To find the horizontal distance the ball travels, we can use the equation:
d = v₀ * t
where:
d = horizontal distance traveled
v₀ = initial horizontal velocity
t = time of flight
To find the initial horizontal velocity, we need to separate the initial velocity into horizontal and vertical components. The horizontal component of the velocity remains constant, while the vertical component changes due to the effect of gravity.
To find the initial velocity, we can use the equation:
v₀ = v * cos(θ)
where:
v₀ = initial velocity
v = magnitude of initial velocity
θ = angle of the ball's initial velocity relative to the horizontal
Now, let's find the initial velocity by using the given information.
(a) Finding the horizontal distance traveled:
The time of flight, t, is given as 4.70 seconds.
So, we can use the equation d = v₀ * t to find the horizontal distance.
(b) Finding the magnitude of the ball's initial velocity:
The height, h, is given as 24.0 m.

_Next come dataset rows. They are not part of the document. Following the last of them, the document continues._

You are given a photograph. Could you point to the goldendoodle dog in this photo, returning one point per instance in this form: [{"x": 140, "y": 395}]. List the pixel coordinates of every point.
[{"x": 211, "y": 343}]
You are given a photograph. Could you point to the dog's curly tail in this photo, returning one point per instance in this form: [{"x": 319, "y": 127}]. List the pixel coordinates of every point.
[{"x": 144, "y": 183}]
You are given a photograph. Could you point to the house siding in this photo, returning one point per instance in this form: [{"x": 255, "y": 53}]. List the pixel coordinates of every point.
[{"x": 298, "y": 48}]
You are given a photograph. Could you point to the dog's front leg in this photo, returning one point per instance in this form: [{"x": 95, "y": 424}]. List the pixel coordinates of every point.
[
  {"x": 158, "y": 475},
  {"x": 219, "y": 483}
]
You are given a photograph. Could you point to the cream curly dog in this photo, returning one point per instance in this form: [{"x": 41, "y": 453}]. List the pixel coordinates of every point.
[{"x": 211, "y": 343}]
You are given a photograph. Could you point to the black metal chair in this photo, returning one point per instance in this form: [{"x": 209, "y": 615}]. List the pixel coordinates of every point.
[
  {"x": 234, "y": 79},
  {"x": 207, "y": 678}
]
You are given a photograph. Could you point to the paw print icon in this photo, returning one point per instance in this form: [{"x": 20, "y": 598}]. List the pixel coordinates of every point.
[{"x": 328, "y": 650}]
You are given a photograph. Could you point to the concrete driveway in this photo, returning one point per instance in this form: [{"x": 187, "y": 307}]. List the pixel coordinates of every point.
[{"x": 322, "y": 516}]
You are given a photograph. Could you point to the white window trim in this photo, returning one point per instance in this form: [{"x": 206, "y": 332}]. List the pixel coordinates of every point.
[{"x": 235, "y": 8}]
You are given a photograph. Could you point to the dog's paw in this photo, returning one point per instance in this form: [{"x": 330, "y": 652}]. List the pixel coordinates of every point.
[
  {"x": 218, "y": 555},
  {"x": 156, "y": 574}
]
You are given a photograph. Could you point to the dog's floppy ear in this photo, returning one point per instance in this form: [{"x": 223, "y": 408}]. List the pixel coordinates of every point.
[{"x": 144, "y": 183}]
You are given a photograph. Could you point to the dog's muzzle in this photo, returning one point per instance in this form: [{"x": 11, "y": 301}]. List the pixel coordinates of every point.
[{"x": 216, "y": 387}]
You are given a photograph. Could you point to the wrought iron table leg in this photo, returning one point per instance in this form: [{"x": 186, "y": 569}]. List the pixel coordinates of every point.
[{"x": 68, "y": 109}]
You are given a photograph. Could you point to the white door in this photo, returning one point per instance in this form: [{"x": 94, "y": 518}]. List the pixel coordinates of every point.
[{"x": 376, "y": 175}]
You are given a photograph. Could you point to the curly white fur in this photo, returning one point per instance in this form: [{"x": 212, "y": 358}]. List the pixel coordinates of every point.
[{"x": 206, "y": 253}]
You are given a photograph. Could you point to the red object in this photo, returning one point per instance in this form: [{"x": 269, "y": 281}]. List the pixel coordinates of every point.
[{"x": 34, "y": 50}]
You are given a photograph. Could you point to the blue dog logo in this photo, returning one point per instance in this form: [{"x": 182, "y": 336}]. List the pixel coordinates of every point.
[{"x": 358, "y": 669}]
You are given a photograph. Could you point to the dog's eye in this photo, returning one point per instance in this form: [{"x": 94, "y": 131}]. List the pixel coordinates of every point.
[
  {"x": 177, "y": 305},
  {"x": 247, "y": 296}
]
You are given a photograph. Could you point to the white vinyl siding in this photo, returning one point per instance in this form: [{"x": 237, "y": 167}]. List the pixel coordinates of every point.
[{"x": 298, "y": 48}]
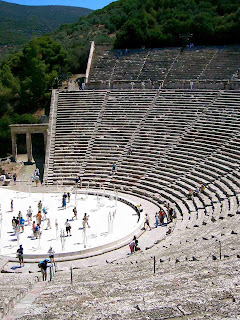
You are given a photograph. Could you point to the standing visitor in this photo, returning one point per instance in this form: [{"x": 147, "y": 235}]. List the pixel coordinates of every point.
[
  {"x": 85, "y": 221},
  {"x": 68, "y": 227},
  {"x": 74, "y": 213},
  {"x": 20, "y": 255},
  {"x": 43, "y": 266},
  {"x": 51, "y": 253},
  {"x": 147, "y": 222}
]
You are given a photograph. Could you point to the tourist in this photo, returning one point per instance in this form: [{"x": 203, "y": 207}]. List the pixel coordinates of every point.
[
  {"x": 190, "y": 194},
  {"x": 136, "y": 247},
  {"x": 51, "y": 253},
  {"x": 169, "y": 230},
  {"x": 68, "y": 196},
  {"x": 37, "y": 231},
  {"x": 113, "y": 167},
  {"x": 22, "y": 222},
  {"x": 64, "y": 202},
  {"x": 33, "y": 228},
  {"x": 68, "y": 227},
  {"x": 20, "y": 255},
  {"x": 44, "y": 213},
  {"x": 156, "y": 220},
  {"x": 131, "y": 246},
  {"x": 43, "y": 266},
  {"x": 39, "y": 217},
  {"x": 74, "y": 213},
  {"x": 147, "y": 222},
  {"x": 18, "y": 232},
  {"x": 191, "y": 85},
  {"x": 170, "y": 214},
  {"x": 161, "y": 217},
  {"x": 15, "y": 178},
  {"x": 36, "y": 178},
  {"x": 29, "y": 215},
  {"x": 48, "y": 224},
  {"x": 129, "y": 151},
  {"x": 85, "y": 221},
  {"x": 40, "y": 206},
  {"x": 202, "y": 188},
  {"x": 19, "y": 216},
  {"x": 14, "y": 224}
]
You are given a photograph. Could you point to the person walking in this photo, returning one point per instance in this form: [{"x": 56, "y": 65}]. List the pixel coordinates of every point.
[
  {"x": 68, "y": 228},
  {"x": 43, "y": 266},
  {"x": 74, "y": 213},
  {"x": 68, "y": 196},
  {"x": 40, "y": 206},
  {"x": 156, "y": 219},
  {"x": 51, "y": 254},
  {"x": 20, "y": 255},
  {"x": 147, "y": 222},
  {"x": 64, "y": 201},
  {"x": 85, "y": 221}
]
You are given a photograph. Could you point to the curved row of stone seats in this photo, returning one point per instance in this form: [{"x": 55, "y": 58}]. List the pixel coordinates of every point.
[
  {"x": 13, "y": 287},
  {"x": 166, "y": 65},
  {"x": 163, "y": 150},
  {"x": 190, "y": 283}
]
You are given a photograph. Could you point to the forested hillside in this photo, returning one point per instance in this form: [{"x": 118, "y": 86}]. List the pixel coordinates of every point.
[
  {"x": 154, "y": 23},
  {"x": 19, "y": 23},
  {"x": 26, "y": 77}
]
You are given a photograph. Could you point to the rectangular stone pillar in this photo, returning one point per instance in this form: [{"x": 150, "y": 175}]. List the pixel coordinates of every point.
[
  {"x": 14, "y": 145},
  {"x": 29, "y": 146}
]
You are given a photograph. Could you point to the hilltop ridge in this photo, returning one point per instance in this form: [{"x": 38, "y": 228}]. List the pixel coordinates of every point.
[{"x": 18, "y": 23}]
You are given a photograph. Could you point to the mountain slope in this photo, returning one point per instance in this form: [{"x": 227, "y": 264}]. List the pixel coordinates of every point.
[{"x": 19, "y": 23}]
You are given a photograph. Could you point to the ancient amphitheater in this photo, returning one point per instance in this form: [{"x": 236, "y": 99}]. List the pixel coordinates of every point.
[{"x": 169, "y": 120}]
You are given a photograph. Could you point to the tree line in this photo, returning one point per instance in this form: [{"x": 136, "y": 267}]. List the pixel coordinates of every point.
[{"x": 26, "y": 77}]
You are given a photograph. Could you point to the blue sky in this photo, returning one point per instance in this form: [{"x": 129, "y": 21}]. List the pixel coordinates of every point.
[{"x": 91, "y": 4}]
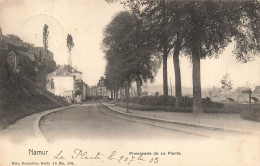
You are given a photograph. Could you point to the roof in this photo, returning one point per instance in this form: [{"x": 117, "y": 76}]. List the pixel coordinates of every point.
[{"x": 64, "y": 70}]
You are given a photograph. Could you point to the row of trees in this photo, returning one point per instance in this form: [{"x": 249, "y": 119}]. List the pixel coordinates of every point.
[{"x": 197, "y": 29}]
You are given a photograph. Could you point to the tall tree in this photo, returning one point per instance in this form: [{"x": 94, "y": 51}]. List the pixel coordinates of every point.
[
  {"x": 70, "y": 45},
  {"x": 207, "y": 27},
  {"x": 129, "y": 52},
  {"x": 226, "y": 84},
  {"x": 45, "y": 46},
  {"x": 158, "y": 18},
  {"x": 45, "y": 37}
]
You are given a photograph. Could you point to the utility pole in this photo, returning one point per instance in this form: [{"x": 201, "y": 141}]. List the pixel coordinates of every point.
[{"x": 171, "y": 84}]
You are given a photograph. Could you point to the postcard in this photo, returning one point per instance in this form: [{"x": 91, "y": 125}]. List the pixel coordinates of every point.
[{"x": 129, "y": 82}]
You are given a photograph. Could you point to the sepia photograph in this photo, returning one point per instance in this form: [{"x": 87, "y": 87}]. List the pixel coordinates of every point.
[{"x": 129, "y": 82}]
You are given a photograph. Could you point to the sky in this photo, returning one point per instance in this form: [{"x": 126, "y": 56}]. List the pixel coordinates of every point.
[{"x": 85, "y": 20}]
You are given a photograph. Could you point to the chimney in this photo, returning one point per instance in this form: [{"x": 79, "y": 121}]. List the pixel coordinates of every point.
[{"x": 1, "y": 33}]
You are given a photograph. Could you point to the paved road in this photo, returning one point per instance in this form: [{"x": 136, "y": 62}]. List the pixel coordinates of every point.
[{"x": 94, "y": 121}]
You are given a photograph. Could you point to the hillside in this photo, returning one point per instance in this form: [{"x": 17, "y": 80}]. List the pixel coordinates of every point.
[
  {"x": 22, "y": 80},
  {"x": 20, "y": 97}
]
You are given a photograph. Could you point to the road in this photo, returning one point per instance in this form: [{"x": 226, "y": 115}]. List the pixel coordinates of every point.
[{"x": 94, "y": 121}]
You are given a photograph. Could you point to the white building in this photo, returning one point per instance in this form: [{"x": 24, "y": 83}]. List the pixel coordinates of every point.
[{"x": 62, "y": 82}]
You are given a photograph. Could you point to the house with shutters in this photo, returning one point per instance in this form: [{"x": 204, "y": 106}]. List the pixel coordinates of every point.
[{"x": 66, "y": 82}]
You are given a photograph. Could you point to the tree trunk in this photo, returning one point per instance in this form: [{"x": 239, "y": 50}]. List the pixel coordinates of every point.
[
  {"x": 197, "y": 104},
  {"x": 178, "y": 91},
  {"x": 165, "y": 79},
  {"x": 111, "y": 91},
  {"x": 138, "y": 88},
  {"x": 127, "y": 96}
]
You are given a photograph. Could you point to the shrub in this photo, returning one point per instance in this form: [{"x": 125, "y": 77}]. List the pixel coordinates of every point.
[{"x": 169, "y": 101}]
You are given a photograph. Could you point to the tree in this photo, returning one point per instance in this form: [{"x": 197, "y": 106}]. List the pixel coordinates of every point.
[
  {"x": 129, "y": 52},
  {"x": 226, "y": 84},
  {"x": 158, "y": 19},
  {"x": 70, "y": 45},
  {"x": 45, "y": 37},
  {"x": 45, "y": 46}
]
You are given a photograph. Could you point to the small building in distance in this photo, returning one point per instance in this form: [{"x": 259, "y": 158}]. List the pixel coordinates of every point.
[
  {"x": 66, "y": 82},
  {"x": 102, "y": 91}
]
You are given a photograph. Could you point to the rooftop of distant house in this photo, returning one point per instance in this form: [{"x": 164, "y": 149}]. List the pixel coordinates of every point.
[{"x": 64, "y": 70}]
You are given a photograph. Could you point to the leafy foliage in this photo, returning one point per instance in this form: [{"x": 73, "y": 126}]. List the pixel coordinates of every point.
[
  {"x": 205, "y": 27},
  {"x": 45, "y": 37},
  {"x": 70, "y": 43}
]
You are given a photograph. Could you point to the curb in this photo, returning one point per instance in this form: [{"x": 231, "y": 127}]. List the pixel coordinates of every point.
[
  {"x": 181, "y": 123},
  {"x": 36, "y": 123}
]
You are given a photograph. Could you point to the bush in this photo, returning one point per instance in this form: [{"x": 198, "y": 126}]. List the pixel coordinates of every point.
[
  {"x": 151, "y": 100},
  {"x": 253, "y": 114},
  {"x": 169, "y": 101}
]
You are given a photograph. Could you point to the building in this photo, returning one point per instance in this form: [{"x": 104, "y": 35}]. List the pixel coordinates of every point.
[
  {"x": 102, "y": 91},
  {"x": 66, "y": 82}
]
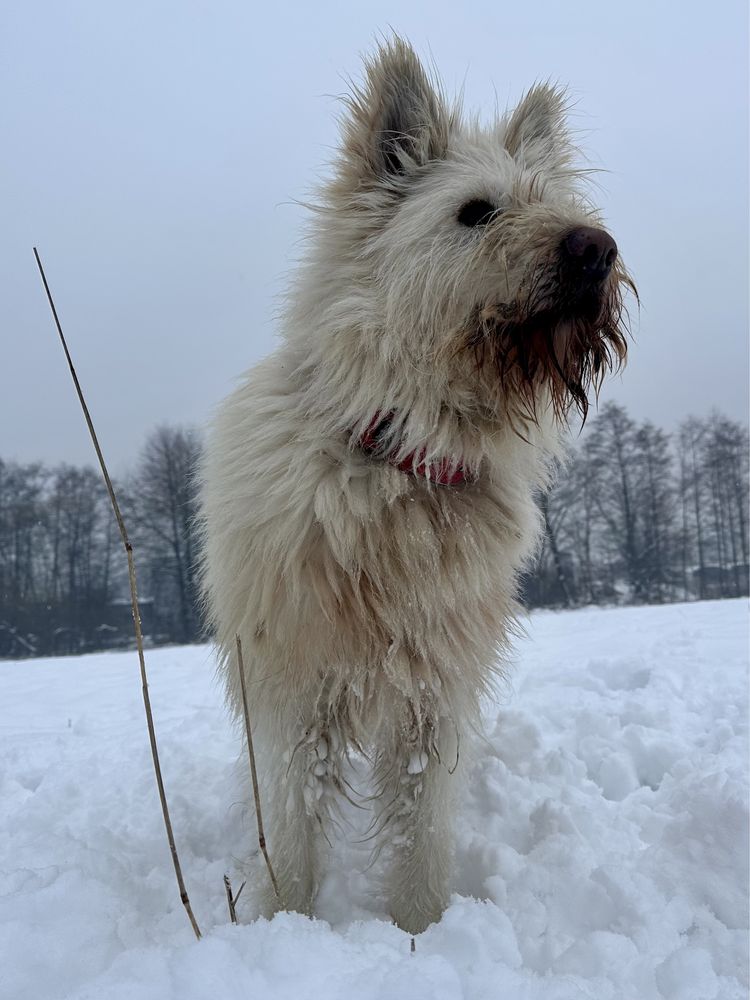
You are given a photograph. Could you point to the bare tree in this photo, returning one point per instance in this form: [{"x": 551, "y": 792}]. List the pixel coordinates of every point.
[{"x": 163, "y": 496}]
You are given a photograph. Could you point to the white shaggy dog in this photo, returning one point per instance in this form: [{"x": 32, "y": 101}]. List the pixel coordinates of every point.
[{"x": 368, "y": 491}]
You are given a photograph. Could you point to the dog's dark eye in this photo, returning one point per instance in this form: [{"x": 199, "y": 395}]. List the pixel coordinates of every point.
[{"x": 476, "y": 213}]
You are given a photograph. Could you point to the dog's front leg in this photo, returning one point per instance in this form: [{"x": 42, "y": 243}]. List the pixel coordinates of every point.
[
  {"x": 414, "y": 822},
  {"x": 299, "y": 785}
]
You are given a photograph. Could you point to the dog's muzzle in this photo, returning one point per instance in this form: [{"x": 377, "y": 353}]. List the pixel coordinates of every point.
[{"x": 588, "y": 255}]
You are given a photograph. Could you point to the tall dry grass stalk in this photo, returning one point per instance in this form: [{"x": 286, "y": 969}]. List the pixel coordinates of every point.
[
  {"x": 136, "y": 612},
  {"x": 254, "y": 773}
]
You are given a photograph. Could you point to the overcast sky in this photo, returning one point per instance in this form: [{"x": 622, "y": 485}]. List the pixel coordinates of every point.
[{"x": 153, "y": 152}]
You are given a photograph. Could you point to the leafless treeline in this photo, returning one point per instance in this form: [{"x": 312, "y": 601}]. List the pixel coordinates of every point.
[
  {"x": 635, "y": 516},
  {"x": 63, "y": 574},
  {"x": 642, "y": 516}
]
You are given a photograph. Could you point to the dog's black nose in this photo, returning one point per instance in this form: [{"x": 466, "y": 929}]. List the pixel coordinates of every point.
[{"x": 591, "y": 250}]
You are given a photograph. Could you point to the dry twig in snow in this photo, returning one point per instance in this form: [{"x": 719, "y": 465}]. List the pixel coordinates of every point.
[
  {"x": 254, "y": 773},
  {"x": 136, "y": 611}
]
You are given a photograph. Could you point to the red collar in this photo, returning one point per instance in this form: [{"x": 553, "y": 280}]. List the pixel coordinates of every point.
[{"x": 442, "y": 472}]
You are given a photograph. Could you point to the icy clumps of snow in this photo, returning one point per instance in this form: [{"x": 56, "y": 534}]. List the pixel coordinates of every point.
[{"x": 602, "y": 833}]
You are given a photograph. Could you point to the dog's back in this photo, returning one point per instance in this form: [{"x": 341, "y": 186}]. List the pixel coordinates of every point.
[{"x": 368, "y": 490}]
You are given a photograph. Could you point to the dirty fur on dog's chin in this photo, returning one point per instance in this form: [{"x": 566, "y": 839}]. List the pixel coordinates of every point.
[{"x": 374, "y": 606}]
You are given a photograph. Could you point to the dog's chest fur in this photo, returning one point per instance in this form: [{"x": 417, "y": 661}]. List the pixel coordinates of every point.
[{"x": 363, "y": 585}]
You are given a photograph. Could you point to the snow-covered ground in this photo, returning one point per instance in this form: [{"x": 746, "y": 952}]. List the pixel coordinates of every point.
[{"x": 602, "y": 848}]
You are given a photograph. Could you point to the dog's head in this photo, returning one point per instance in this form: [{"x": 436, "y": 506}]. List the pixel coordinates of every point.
[{"x": 469, "y": 255}]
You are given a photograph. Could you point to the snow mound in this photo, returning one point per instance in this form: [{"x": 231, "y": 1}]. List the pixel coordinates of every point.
[{"x": 602, "y": 834}]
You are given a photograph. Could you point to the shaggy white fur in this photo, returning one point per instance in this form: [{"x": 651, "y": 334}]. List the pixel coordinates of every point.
[{"x": 374, "y": 605}]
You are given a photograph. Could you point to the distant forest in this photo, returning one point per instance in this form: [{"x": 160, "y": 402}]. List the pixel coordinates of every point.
[{"x": 636, "y": 516}]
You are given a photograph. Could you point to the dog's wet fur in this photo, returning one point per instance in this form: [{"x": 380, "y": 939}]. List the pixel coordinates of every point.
[{"x": 459, "y": 280}]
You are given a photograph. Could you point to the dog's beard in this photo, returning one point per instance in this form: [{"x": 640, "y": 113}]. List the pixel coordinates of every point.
[{"x": 554, "y": 343}]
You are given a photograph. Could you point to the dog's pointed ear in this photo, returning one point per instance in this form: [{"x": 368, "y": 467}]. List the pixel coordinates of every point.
[
  {"x": 397, "y": 120},
  {"x": 537, "y": 131}
]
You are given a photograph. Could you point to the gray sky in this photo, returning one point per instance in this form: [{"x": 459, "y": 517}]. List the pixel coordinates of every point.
[{"x": 152, "y": 151}]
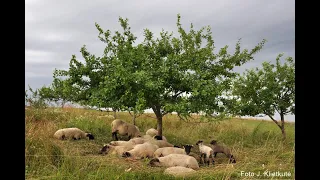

The vertical distance traveled can be found using the equation:
h = v₀y * t - 0.5 * g * t²
Since the ball is thrown up, the initial vertical velocity, v₀y, is positive, and the acceleration due to gravity, g, is negative.
Now, let's calculate the magnitude of the initial velocity:
Using the provided information, we have:
h = 24.0 m and t = 4.7 s
(c) Finding the angle of the ball's initial velocity:
The given angle of the ball's initial velocity, θ, is 62.0° with the roof.
With this information, we have found the horizontal distance traveled (part a), magnitude of the ball's initial velocity (part b), and the angle of the ball's initial velocity relative to the horizontal (part c).